Enhanced Visible Activities of α-Fe2O3 by Coupling N-Doped Graphene and Mechanism Insight

In this work, we first have prepared graphene doped with different amounts of N through a one-pot ammonia-modified hydrothermal process and then successfully coupled them with nanocrystalline alpha-Fe2O3 by a common wet-chemical method. On the basis of the atmosphere-controlled surface photovoltage spectra, time-resolved surface photovoltage responses, and photoinduced hydroxyl radical amount measurements, it is confirmed that the photogenerated charge separation of alpha-Fe2O3 could be enhanced in N-2 or in air atmosphere after coupling with a certain ratio of graphene. It is especially obvious with the graphene doped with a proper amount of nitrogen. This is responsible for the obviously improved visible activities of alpha-Fe2O3 for photoelectrochemical water oxidation to produce O-2 and photocatalytic degradation of gas-phase acetaldehyde and liquid-phase phenol after coupling graphene doped with a proper amount of N species.
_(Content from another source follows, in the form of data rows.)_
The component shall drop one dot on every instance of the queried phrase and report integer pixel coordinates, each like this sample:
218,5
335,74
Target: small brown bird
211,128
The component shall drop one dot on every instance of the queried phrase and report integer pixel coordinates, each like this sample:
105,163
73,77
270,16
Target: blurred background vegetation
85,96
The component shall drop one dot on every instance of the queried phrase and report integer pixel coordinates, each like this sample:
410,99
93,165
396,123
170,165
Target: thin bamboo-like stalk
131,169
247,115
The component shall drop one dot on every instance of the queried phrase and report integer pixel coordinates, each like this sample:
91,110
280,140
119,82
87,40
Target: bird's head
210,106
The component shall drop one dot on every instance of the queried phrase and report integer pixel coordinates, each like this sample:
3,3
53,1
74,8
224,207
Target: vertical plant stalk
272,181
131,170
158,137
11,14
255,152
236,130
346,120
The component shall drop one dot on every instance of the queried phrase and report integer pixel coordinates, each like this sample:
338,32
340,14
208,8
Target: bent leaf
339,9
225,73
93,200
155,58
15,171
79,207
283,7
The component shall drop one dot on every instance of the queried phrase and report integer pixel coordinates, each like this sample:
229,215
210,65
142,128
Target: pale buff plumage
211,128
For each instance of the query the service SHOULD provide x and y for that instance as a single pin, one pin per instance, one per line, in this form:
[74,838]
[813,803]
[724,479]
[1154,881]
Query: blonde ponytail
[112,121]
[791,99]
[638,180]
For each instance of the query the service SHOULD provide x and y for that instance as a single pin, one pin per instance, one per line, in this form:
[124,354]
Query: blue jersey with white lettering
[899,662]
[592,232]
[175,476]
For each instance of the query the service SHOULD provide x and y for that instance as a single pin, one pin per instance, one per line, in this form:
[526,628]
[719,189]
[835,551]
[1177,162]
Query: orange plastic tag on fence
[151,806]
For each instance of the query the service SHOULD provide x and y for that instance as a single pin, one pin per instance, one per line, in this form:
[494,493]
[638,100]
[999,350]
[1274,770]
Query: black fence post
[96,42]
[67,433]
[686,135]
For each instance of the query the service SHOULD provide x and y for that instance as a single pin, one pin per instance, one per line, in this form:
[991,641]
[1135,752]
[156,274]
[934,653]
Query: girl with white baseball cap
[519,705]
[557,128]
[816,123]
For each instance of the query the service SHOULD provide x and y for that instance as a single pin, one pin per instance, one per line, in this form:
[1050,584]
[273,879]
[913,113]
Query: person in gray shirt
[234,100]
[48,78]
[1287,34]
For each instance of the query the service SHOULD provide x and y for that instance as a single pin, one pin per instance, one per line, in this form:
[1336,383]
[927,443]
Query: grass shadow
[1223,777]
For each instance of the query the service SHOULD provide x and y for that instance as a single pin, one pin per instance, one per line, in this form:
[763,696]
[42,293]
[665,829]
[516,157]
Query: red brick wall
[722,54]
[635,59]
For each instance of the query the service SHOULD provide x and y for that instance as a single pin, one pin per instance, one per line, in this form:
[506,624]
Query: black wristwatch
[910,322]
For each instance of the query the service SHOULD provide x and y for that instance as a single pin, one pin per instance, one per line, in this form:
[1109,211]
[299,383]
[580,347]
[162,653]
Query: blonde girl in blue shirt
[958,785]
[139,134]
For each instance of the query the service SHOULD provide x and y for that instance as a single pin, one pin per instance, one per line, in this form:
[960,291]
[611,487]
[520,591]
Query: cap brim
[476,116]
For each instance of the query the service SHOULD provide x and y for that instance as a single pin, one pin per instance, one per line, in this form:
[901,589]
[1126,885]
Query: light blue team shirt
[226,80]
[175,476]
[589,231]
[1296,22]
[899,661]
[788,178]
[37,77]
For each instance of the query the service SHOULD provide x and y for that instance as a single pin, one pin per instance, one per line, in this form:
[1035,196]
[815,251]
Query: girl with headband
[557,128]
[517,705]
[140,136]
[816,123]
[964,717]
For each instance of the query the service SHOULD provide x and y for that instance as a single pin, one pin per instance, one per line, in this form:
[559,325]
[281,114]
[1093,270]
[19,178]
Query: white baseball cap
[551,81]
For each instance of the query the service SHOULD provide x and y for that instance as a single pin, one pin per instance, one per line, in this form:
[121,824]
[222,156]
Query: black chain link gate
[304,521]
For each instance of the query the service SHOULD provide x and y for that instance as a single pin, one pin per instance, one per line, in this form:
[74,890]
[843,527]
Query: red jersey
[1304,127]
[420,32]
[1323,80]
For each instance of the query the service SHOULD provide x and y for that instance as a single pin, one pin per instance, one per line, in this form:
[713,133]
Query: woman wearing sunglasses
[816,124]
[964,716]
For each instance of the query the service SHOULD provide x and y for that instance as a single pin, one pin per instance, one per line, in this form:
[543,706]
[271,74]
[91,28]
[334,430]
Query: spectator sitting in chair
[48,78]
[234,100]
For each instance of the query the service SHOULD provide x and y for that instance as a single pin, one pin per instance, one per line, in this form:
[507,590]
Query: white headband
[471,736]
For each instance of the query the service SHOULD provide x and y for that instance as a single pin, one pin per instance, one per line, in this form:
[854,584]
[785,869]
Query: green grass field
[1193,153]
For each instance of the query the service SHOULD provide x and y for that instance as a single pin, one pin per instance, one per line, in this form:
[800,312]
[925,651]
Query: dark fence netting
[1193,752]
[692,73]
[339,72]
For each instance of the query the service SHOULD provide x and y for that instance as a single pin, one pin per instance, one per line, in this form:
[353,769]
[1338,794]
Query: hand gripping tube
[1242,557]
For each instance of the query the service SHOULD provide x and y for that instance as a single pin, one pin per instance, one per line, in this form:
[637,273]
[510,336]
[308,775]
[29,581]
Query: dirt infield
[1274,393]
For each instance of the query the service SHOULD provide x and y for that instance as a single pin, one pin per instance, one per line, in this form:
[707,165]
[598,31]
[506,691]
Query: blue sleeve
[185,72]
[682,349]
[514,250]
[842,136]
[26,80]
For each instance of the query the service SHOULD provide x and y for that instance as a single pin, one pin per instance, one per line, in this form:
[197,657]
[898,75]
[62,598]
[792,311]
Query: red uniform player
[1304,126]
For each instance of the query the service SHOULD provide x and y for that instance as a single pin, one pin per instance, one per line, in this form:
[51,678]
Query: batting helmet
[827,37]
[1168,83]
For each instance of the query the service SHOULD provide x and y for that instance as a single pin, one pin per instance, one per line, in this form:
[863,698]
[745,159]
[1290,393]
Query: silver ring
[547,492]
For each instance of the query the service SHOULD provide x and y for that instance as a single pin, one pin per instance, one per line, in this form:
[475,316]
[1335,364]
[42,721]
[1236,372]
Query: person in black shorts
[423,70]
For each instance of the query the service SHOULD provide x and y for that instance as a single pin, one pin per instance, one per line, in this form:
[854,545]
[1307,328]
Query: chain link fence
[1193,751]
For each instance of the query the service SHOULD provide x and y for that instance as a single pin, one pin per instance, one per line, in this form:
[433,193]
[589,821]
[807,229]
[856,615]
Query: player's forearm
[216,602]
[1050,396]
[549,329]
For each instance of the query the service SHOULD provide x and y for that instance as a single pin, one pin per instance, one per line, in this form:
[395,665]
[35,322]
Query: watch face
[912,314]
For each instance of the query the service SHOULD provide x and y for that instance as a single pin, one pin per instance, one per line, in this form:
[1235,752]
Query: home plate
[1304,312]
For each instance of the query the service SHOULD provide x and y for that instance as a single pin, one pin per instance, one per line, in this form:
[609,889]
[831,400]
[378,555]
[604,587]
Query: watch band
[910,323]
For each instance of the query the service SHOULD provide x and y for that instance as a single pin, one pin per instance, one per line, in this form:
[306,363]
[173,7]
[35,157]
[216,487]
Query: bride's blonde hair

It is suggested for the first time, mainly by means of N1s XPS data, electrochemical impedance spectra, O-2 temperature-programmed desorption curves, surface acidity-related pyridine-adsorbed FT-IR spectra, and electrochemical O-2 reduction measurements, that the increased amount of doped quaternary-type N would be quite favorable for photogenerated charge transfer and transportation and for O-2 adsorption. As a result, photogenerated charge separation of the resulting N-doped graphene-Fe2O3 nanocomposite is greatly promoted. In addition, the enhanced O-2 adsorption of alpha-Fe2O3 results mainly from the increased surface acidity after coupling with graphene, especially with quaternary-type N-doped graphene. This work would help us to better understand the important roles of doped N in graphene in the fabricated nanocomposites and also provide us with a feasible route to improve visible photocatalytic activities of alpha-Fe2O3 greatly.